Amazon is making a far more aggressive push into space-based communications with its planned acquisition of Globalstar, a deal that would strengthen its position in one of the most strategically important technology battles now underway. The transaction, valued at about $11.57 billion, is not just about buying a satellite company. It is about giving Amazon a faster and more credible path into direct-to-device connectivity as it tries to close the gap with Elon Musk’s SpaceX.
The market immediately understood the significance. Globalstar shares jumped more than 10%, while Amazon also traded higher, reflecting investor belief that the deal could materially improve Amazon’s satellite ambitions. For Amazon, the acquisition brings operating satellites, infrastructure and globally authorized spectrum assets, all of which are highly valuable in a business where scale, speed and regulatory positioning matter enormously.
More importantly, the move shows that Amazon is no longer content to build slowly from the sidelines. It wants to become a serious player in a market where Starlink currently dominates and where direct-to-cell technology may become one of the next major growth areas.
The deal gives Amazon a faster route into direct-to-device
Globalstar offers Amazon something it needs badly: an established base in satellite communications. Under the agreement, Amazon would take over Globalstar’s existing operations, infrastructure and assets, while integrating the company’s current and future satellites alongside its own network.
That is especially important because Amazon says the acquisition will help it build its own direct-to-device satellite system, with deployment expected to begin in 2028. This moves Amazon beyond the narrower idea of satellite broadband and closer to a more competitive position in mobile-style connectivity from space.
Instead of relying only on its slower, internally built expansion, Amazon is effectively buying itself a shortcut into a more advanced part of the market.
Apple makes the transaction even more significant
The strategic value of the deal rises further because it comes alongside a separate agreement with Apple. Amazon said it will work with Apple to support satellite connectivity for current and future features on the iPhone and Apple Watch.

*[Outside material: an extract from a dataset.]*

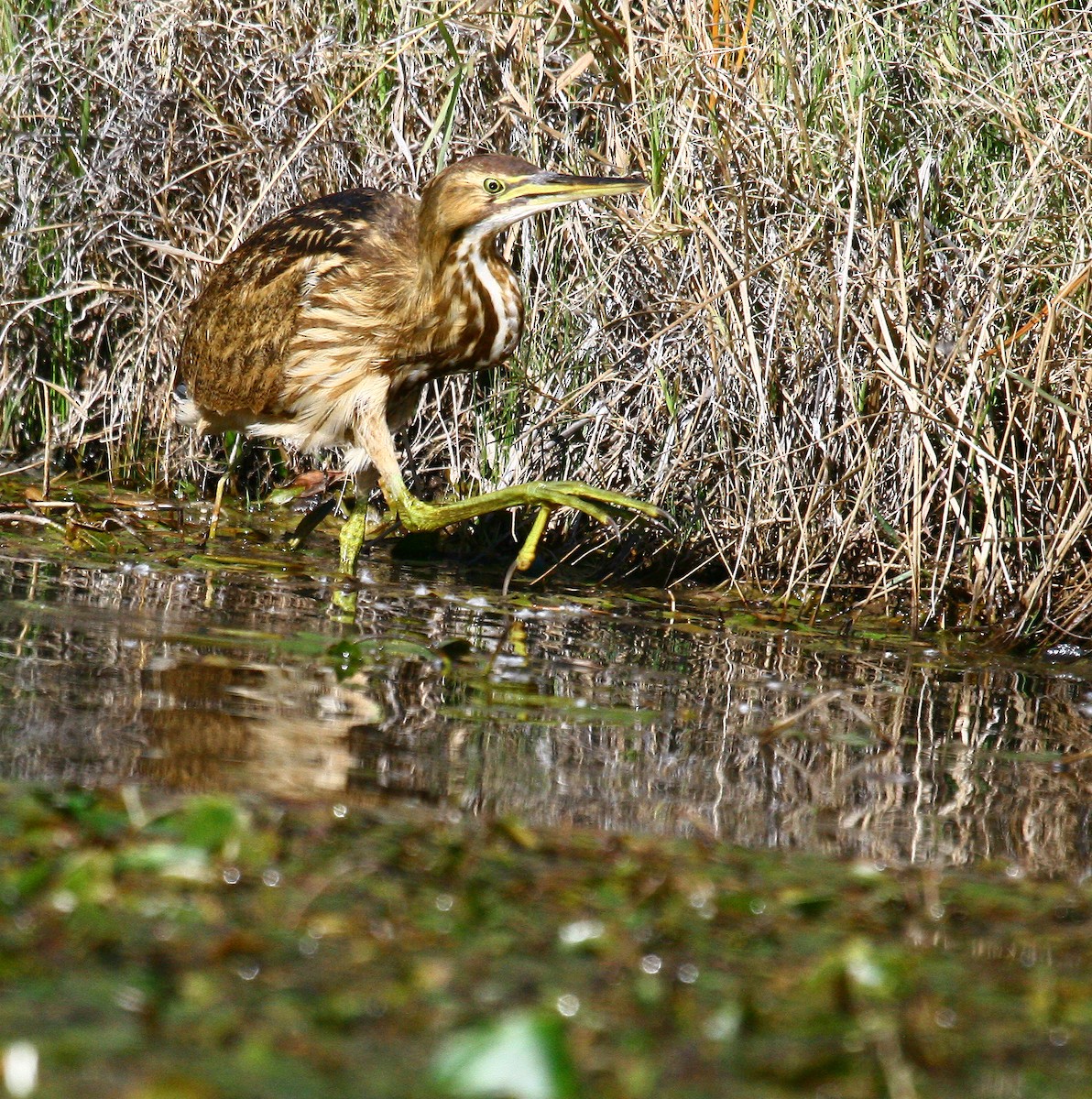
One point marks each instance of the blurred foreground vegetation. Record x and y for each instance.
(202, 946)
(801, 343)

That gives the acquisition a broader significance than a normal infrastructure deal. Globalstar already has a role in Apple’s satellite ecosystem, powering Emergency SOS features in remote areas. Apple’s earlier investment in Globalstar showed that the company saw long-term value in that network. Amazon is now stepping into that relationship and potentially tying its own satellite future to one of the world’s most important consumer hardware platforms.
In practical terms, that means Amazon is not just buying capacity. It is also buying relevance in the wider consumer device economy.
Amazon is still playing catch-up to Starlink
Despite the scale of the move, Amazon remains well behind SpaceX in satellite deployment. Its business, recently rebranded as Leo from Project Kuiper, has launched just over 240 satellites since last year. That is meaningful progress, but it is tiny compared with Starlink’s presence in orbit.
SpaceX’s network already dominates the internet-from-space market, with more than 10,000 satellites and over 9 million users. It is also building out its own direct-to-device business, which means Amazon is not entering an empty field. It is stepping into a market where a powerful rival has already secured a major lead.
This is what makes the Globalstar acquisition so urgent from Amazon’s perspective. It is not expanding from strength. It is accelerating because it has no choice if it wants to remain relevant in the next phase of the space connectivity race.
Regulation will shape the next phase
The Federal Communications Commission will have to review the transaction, and that process will matter. FCC chairman Brendan Carr has indicated a broadly open posture toward the deal and suggested that it could help create a stronger challenger to SpaceX in direct-to-cell services.
That matters because the satellite industry is now inseparable from regulation. Companies are competing not just on technology and capital, but on approvals, orbital rights and spectrum access. Both Amazon and SpaceX are seeking permission to expand their constellations significantly, and the FCC is moving quickly as it tries to support U.S. leadership in the sector.
In that context, Amazon’s acquisition of Globalstar is more than a business combination. It is also a bid to strengthen its position in the regulatory and strategic contest over who will shape the next generation of space-based communications.
This is a bet on the next communications platform
At its core, the deal reflects a bigger belief: satellite connectivity is evolving from a niche service into a foundational layer of future communications. Broadband, emergency features, wearable devices and direct-to-cell services are starting to converge, and the companies that control those networks could gain powerful positions in both consumer and enterprise markets.
Amazon clearly does not want to leave that future to SpaceX. Buying Globalstar gives it more assets, more spectrum and more credibility in a market where it had been trailing. It does not erase Starlink’s lead, and it does not solve all of Amazon’s deployment challenges. But it does make Amazon a much more serious contender than it was before.
The race in orbit is no longer just about launching satellites. It is about controlling the infrastructure of the next communications era, and Amazon has just made one of its biggest bets yet that it intends to be part of it.